Price Breakdown Reality Check
Let’s talk money because Day Timer isn’t cheap:
- Basic starter set (binder plus 3-month refill): around $35-45
- Full year refills: $25-35 depending on format
- Fancy leather binders: $60-120 (completely unnecessary)
- Plastic zippered binders: $25-35 (worth it)
So you’re looking at roughly $60-80 for your first year setup. After that it’s just $25-35 annually for refills. Honestly cheaper than buying a new bound planner every year, especially those fancy ones that cost $40+ and you can’t refill.
Who Should Actually Buy This
After testing everything in their lineup while binging that show about the chess player (got so distracted I missed a client call oops), here’s who benefits most:
People with desk jobs who need detailed daily scheduling. The format excels at time-blocking and appointment tracking. If you’re running between meetings all day with your planner in hand, the portable size works but you might want something even more compact.
Anyone who thinks digitally but plans better on paper. The tactile nature helps with memory retention and there’s something about physically writing down time blocks that makes you actually respect them.
People who like structure but not rigidity. Day Timer gives you the framework without forcing a specific methodology down your throat.
Who should skip it: Digital-first people who need sync across devices. Minimalists who want one slim notebook for everything. People with very simple schedules who don’t need this level of detail.
The Formats I Actually Recommend
After all this testing, here’s what I tell clients to get:
For heavy schedulers with lots of appointments: Two-Page-Per-Day in portable size with the 7-ring binder.

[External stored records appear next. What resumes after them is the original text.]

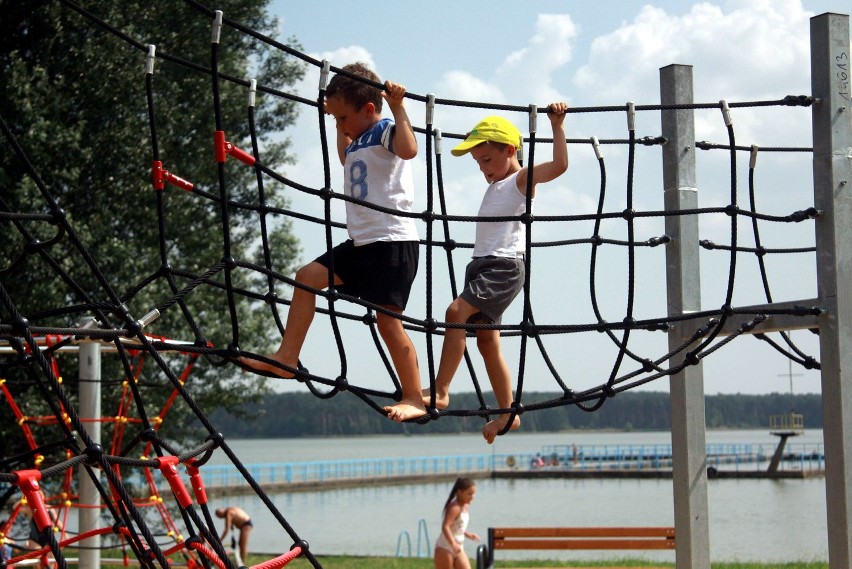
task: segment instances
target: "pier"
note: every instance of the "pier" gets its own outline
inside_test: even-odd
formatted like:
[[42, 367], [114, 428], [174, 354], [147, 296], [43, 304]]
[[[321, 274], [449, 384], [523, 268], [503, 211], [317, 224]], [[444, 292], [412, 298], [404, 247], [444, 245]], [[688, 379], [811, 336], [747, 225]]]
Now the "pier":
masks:
[[[823, 476], [821, 443], [787, 444], [774, 472], [772, 444], [708, 444], [709, 478], [805, 478]], [[268, 493], [330, 490], [367, 484], [419, 484], [472, 478], [670, 478], [671, 445], [557, 445], [530, 453], [365, 458], [248, 464]], [[234, 465], [205, 465], [201, 475], [212, 496], [251, 492]], [[131, 486], [133, 481], [128, 481]], [[138, 481], [137, 481], [138, 483]], [[167, 485], [157, 481], [165, 490]]]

For high-level planners who don’t need minute-by-minute scheduling: Weekly format in desk size, sits on your desk all week and you reference it for the big picture.
For people testing the system: One-Page-Per-Day with 3-ring binding and quarterly refills. Lowest commitment, still gets you the core experience.
The monthly format exists too but honestly it’s too high-level to be your only planner. Better as a supplement.
Random Tips Nobody Mentions
Color coding works way better in Day Timer than other planners because there’s enough white space that highlighters don’t overwhelm the page. I use yellow for work appointments, blue for personal, pink for deadlines.
Date your pages as you go, don’t pre-date the whole month. Sounds obvious but I wasted like 10 pages when my schedule shifted and I’d already dated everything.
The elastic band closure on the zippered binder? Actually use it. Keeps everything secure and I’ve dropped mine twice with no pages falling out.
Buy the hole punch if you want to add random papers. Their 7-ring punch is $15 and worth it if you’re gonna use this system long-term.
The leather binders smell amazing but they’re heavy. Stick with the vinyl or simulated leather unless you really care about that aesthetic.